Os ataques efetuados por Israel em represália às ações do grupo extremista Hamas mataram mais de 24 mil palestinos desde o dia 07 de outubro.
Dados do Ministério da Saúde de Gaza indicam que 24.448 pessoas perderam suas vidas, enquanto 61.504 pessoas estão feridas.
Apenas nas últimas 24 horas, o exército israelense matou 163 palestinos e feriu outras 350 pessoas, ao mesmo tempo em que muitas vítimas seguem sob os escombros e nas ruas uma vez que nem a defesa civil e nem as ambulâncias conseguem chegar para atendimento.
Em meio a esse cenário, doenças como a hepatite A estão se espalhando de forma rápida pela região de Gaza por conta da superpopulação nas regiões de refugiados.
De acordo com a agência de notícias Al Mayadeen, fatores “deliberadamente induzidos pela ocupação israelita” estimularam o avanço de doenças infecciosas na Faixa de Gaza, como a retirada forçada de milhares de pessoas da regiões norte, amontoando assim milhares de pessoas em abrigos, escolas e hospitais mal equipados.

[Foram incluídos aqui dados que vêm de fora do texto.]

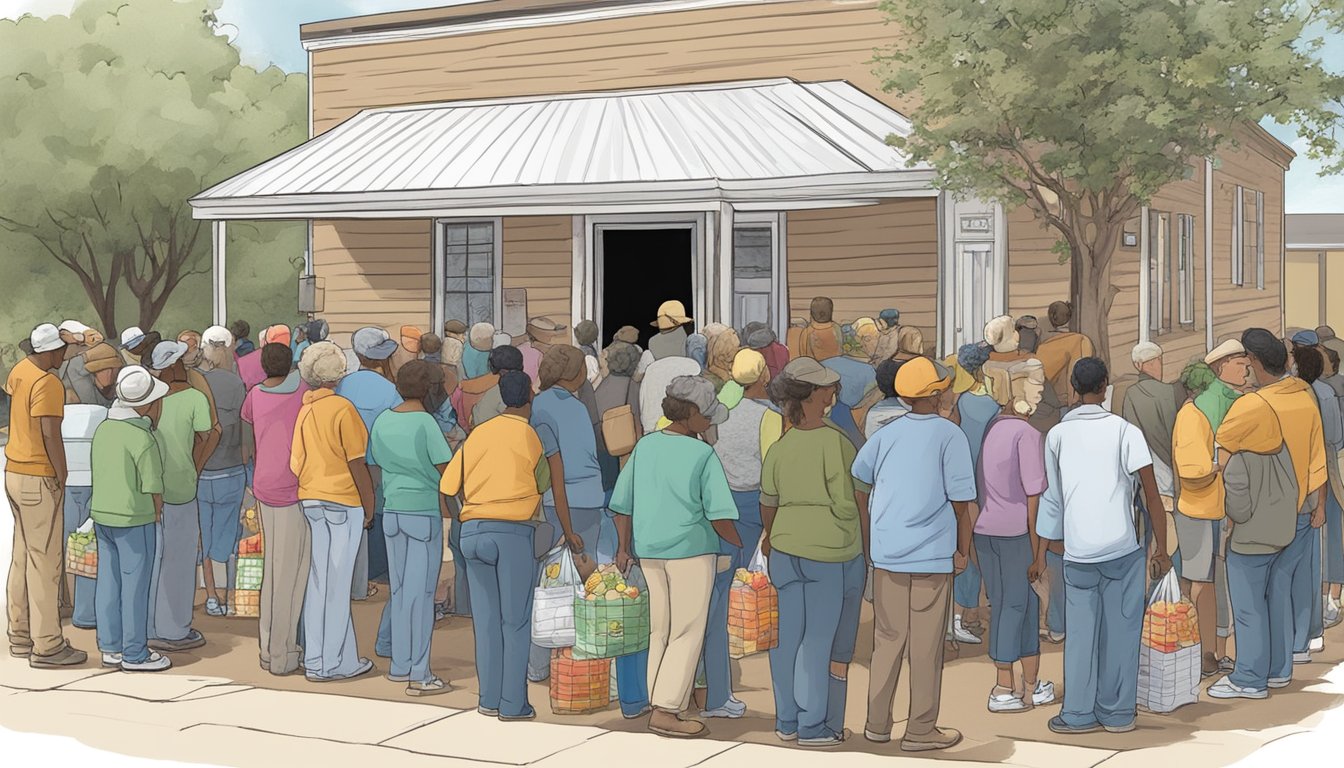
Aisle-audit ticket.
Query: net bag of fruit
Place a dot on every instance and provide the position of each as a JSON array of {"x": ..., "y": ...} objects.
[
  {"x": 1169, "y": 651},
  {"x": 612, "y": 615},
  {"x": 553, "y": 600},
  {"x": 579, "y": 686},
  {"x": 753, "y": 609},
  {"x": 82, "y": 552}
]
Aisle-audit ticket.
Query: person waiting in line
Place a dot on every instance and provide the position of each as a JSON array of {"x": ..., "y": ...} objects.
[
  {"x": 674, "y": 507},
  {"x": 336, "y": 494},
  {"x": 413, "y": 453},
  {"x": 500, "y": 472},
  {"x": 187, "y": 439},
  {"x": 1092, "y": 460},
  {"x": 223, "y": 482},
  {"x": 128, "y": 478},
  {"x": 269, "y": 414},
  {"x": 1011, "y": 476},
  {"x": 914, "y": 483},
  {"x": 815, "y": 540}
]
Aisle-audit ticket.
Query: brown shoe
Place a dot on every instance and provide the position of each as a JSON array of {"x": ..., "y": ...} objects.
[
  {"x": 674, "y": 726},
  {"x": 66, "y": 657},
  {"x": 936, "y": 739}
]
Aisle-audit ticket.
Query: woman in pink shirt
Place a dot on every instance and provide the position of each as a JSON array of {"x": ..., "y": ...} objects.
[
  {"x": 269, "y": 414},
  {"x": 1011, "y": 478}
]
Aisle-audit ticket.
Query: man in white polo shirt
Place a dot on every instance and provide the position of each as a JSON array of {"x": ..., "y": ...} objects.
[{"x": 1092, "y": 462}]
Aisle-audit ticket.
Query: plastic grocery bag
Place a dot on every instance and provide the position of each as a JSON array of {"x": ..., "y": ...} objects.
[
  {"x": 1169, "y": 651},
  {"x": 553, "y": 600},
  {"x": 753, "y": 609}
]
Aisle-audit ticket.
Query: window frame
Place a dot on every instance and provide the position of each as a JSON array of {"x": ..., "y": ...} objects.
[{"x": 440, "y": 272}]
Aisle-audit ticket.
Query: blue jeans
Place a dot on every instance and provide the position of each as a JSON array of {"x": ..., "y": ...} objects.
[
  {"x": 503, "y": 566},
  {"x": 74, "y": 513},
  {"x": 1101, "y": 654},
  {"x": 329, "y": 648},
  {"x": 1015, "y": 626},
  {"x": 219, "y": 502},
  {"x": 1055, "y": 611},
  {"x": 414, "y": 557},
  {"x": 1264, "y": 624},
  {"x": 819, "y": 623},
  {"x": 125, "y": 565}
]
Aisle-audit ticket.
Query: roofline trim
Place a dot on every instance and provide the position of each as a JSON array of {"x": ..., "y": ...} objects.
[{"x": 489, "y": 23}]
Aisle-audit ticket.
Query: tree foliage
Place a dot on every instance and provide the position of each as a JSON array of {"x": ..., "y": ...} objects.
[
  {"x": 1082, "y": 110},
  {"x": 109, "y": 121}
]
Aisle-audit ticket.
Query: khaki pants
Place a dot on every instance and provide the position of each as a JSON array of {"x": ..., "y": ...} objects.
[
  {"x": 910, "y": 612},
  {"x": 36, "y": 564},
  {"x": 288, "y": 546},
  {"x": 679, "y": 609}
]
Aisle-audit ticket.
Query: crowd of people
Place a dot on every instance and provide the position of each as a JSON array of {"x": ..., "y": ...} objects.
[{"x": 1011, "y": 494}]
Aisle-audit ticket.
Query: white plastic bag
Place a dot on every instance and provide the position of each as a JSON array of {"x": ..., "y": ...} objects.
[
  {"x": 1169, "y": 654},
  {"x": 553, "y": 600}
]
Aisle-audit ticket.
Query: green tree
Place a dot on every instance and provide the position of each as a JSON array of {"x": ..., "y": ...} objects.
[
  {"x": 1083, "y": 110},
  {"x": 109, "y": 121}
]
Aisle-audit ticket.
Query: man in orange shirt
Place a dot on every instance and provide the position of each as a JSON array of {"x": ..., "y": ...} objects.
[{"x": 35, "y": 480}]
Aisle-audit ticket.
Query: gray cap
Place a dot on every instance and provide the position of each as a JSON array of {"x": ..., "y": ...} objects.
[
  {"x": 699, "y": 392},
  {"x": 372, "y": 343},
  {"x": 165, "y": 354}
]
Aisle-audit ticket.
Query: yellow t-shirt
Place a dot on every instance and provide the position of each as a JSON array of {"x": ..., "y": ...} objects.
[
  {"x": 1282, "y": 412},
  {"x": 328, "y": 436},
  {"x": 1192, "y": 451},
  {"x": 503, "y": 470},
  {"x": 35, "y": 394}
]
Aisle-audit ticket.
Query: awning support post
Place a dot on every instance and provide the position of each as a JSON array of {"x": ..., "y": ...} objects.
[{"x": 217, "y": 272}]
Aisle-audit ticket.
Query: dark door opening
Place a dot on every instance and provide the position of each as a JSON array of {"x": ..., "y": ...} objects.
[{"x": 640, "y": 271}]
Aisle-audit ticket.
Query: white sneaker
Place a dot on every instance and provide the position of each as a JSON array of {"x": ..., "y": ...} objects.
[
  {"x": 1001, "y": 702},
  {"x": 962, "y": 635},
  {"x": 155, "y": 663}
]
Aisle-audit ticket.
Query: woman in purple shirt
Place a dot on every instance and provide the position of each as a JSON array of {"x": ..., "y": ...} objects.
[{"x": 1012, "y": 476}]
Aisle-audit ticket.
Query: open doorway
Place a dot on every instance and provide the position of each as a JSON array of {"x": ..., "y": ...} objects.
[{"x": 643, "y": 268}]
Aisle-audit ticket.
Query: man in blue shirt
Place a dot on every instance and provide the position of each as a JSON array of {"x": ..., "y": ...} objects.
[{"x": 922, "y": 483}]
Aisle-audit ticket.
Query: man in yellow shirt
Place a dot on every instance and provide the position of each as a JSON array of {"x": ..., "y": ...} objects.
[
  {"x": 1282, "y": 412},
  {"x": 35, "y": 483},
  {"x": 500, "y": 472}
]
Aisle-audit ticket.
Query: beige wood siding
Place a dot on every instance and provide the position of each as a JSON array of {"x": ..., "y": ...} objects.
[
  {"x": 538, "y": 256},
  {"x": 374, "y": 272},
  {"x": 816, "y": 41},
  {"x": 867, "y": 260}
]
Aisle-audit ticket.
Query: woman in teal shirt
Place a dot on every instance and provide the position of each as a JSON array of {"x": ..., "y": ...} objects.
[{"x": 409, "y": 447}]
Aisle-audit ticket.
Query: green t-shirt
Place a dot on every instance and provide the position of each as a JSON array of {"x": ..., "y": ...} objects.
[
  {"x": 674, "y": 486},
  {"x": 807, "y": 476},
  {"x": 127, "y": 474},
  {"x": 184, "y": 414},
  {"x": 407, "y": 447}
]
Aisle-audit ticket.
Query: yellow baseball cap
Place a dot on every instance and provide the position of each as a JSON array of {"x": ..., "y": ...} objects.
[{"x": 921, "y": 377}]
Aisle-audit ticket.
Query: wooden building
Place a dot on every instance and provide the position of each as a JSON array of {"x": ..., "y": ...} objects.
[{"x": 593, "y": 159}]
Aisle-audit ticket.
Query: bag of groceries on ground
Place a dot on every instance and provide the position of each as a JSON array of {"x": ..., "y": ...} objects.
[
  {"x": 1169, "y": 651},
  {"x": 579, "y": 686},
  {"x": 553, "y": 600},
  {"x": 82, "y": 552},
  {"x": 753, "y": 609},
  {"x": 612, "y": 615}
]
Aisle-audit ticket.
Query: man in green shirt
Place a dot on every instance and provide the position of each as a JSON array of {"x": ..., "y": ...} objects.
[
  {"x": 187, "y": 436},
  {"x": 128, "y": 483}
]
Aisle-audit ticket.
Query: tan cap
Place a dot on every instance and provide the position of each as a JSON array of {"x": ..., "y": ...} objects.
[{"x": 1227, "y": 349}]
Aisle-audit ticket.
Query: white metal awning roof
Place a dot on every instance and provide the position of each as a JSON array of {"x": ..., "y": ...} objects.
[{"x": 761, "y": 144}]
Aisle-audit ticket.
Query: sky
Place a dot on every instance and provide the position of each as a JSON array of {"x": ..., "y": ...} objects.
[{"x": 266, "y": 31}]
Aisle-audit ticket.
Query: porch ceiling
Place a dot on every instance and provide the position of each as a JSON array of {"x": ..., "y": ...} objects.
[{"x": 756, "y": 144}]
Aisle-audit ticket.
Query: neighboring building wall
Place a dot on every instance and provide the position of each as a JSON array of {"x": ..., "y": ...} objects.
[
  {"x": 538, "y": 256},
  {"x": 867, "y": 260},
  {"x": 374, "y": 273}
]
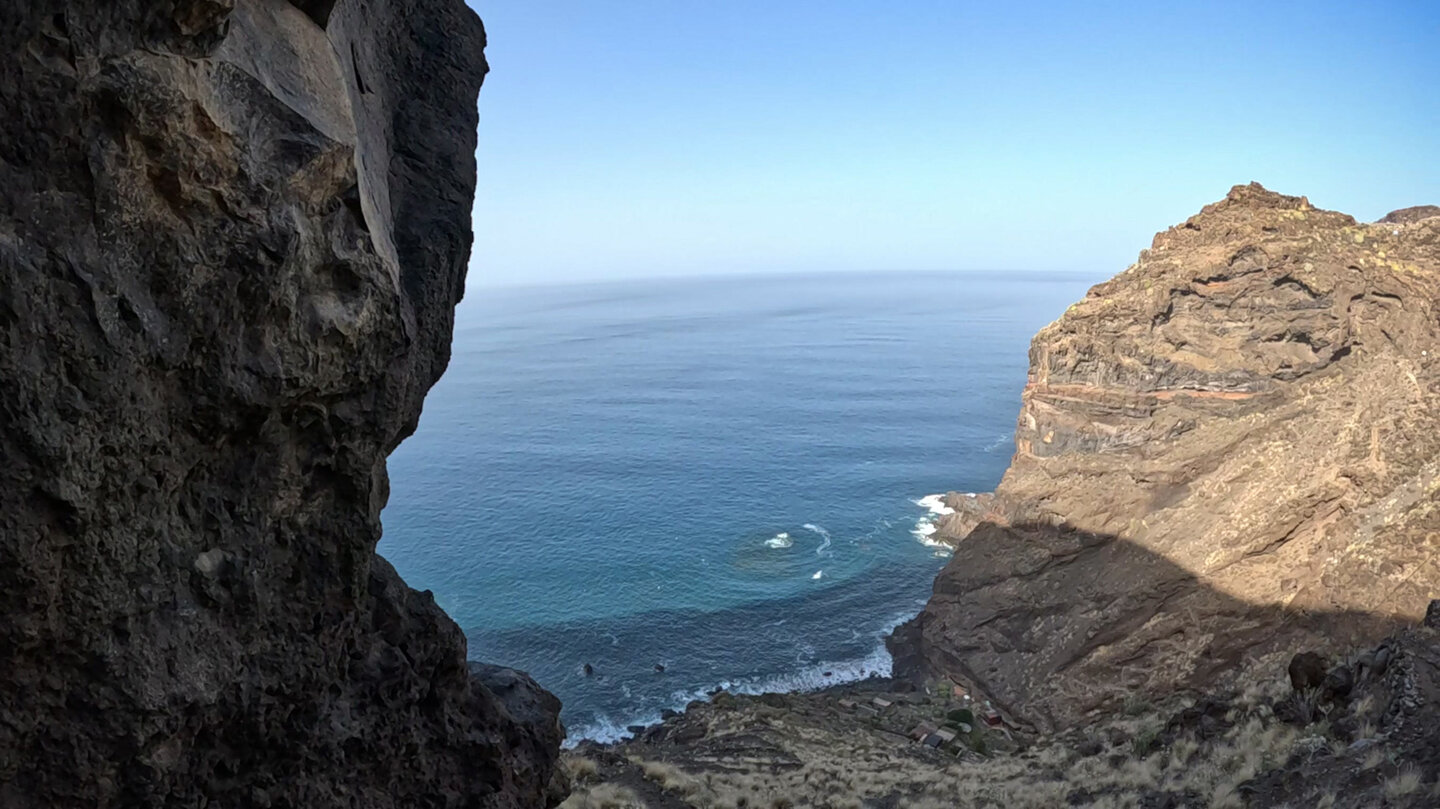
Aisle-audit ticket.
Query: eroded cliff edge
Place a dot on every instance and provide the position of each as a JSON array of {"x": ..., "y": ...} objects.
[
  {"x": 1227, "y": 451},
  {"x": 232, "y": 235}
]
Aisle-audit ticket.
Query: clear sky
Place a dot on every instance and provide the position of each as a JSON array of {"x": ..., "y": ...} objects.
[{"x": 634, "y": 138}]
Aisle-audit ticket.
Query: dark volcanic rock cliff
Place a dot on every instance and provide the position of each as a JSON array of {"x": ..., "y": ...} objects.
[
  {"x": 232, "y": 235},
  {"x": 1229, "y": 449}
]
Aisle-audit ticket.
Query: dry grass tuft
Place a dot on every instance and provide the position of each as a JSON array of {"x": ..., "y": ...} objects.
[
  {"x": 604, "y": 796},
  {"x": 1404, "y": 783}
]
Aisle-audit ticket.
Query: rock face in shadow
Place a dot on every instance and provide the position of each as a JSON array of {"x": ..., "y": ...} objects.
[
  {"x": 1253, "y": 403},
  {"x": 232, "y": 235}
]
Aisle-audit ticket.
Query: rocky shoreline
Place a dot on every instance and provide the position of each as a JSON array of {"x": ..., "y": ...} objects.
[{"x": 1223, "y": 459}]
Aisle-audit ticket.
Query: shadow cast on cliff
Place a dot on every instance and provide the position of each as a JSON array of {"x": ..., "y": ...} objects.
[{"x": 1051, "y": 622}]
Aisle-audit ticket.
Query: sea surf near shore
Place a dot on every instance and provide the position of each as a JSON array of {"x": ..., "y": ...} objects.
[{"x": 706, "y": 484}]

Segundo o Gabinete das Nações Unidas para a Coordenação de Assuntos Humanitários (OCHA), cerca de 180 mil palestinos foram diagnosticados com infecções superiores, enquanto 136 mil casos de diarreia foram contabilizados.
Além dessas doenças, a superlotação e a falta de produtos sanitários levaram a pelo menos 55.400 casos de piolhos e sarna, bem como a 5.330 casos de varicela, em 12 semanas até 30 de dezembro.